• État de #droit ou #loi du talion ? | LES VREGENS
    https://cafemusique.wordpress.com/2017/11/05/etat-de-droit-ou-loi-du-talion

    En quatre ans, j’ai encore vu changer le monde que je connais le mieux : celui de la #justice. Depuis que j’ai prêté le serment d’avocat, en 1984, ce monde est en révolution perpétuelle, pas forcément pour le meilleur. Les lois, votées à la va-vite et au doigt mouillé, les lois, propulsées dans le code pénal par le vent versatile de l’#émotion alors qu’elles devraient résister à cette tornade, les lois se durcissent. Les faits divers successifs modèlent et remodèlent la hiérarchie des crimes : du temps où André Gide siégeait comme juré à la cour d’assises de la Seine-Inférieure, il était plus grave d’incendier une grange que de violer une fille de ferme. Nous étions au début du XXe siècle, avant la Grande Guerre, avant l’acquittement de Raoul Villain, l’homme qui avait assassiné Jaurès en 1914 : le pire des crimes, après la défaite de l’Allemagne, c’était le pacifisme, et la veuve de Jaurès fut même condamnée aux dépens.
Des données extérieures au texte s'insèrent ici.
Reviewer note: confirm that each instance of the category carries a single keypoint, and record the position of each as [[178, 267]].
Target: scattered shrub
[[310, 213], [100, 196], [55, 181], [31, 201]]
À la fin des années 1990, quand éclatèrent, en Belgique l’affaire Dutroux, et dans le Pas-de-Calais celle d’Outreau, la pédophilie, communément présentée comme plus grave que l’homicide, était hissée par l’opinion sur la plus haute marche de ce dérisoire podium. Depuis janvier 2015 et la tuerie de Charlie Hebdo, il n’est pas pire abomination que l’attentat islamiste. Peu importe ces échelles éphémères : les appels à la sévérité aveugle (donc injuste) se multiplient ; les établissements pénitentiaires français n’ont jamais été aussi surpeuplés, mais des députés veulent supprimer les aménagements de peine pour certaines catégories de détenus, créer des « Guantánamo à la française » pour des suspects qui n’ont pas été condamnés, transformer la Constitution en blanc-seing pour le tout-répressif. Ce n’est donc plus « surveiller et punir », comme du temps de Michel Foucault, mais punir d’abord pour mieux surveiller, au cas où. La société de ce début de XXIe siècle se met à ressembler à ce qu’avaient imaginé des auteurs de science-fiction comme George Orwell ou Philip K. Dick.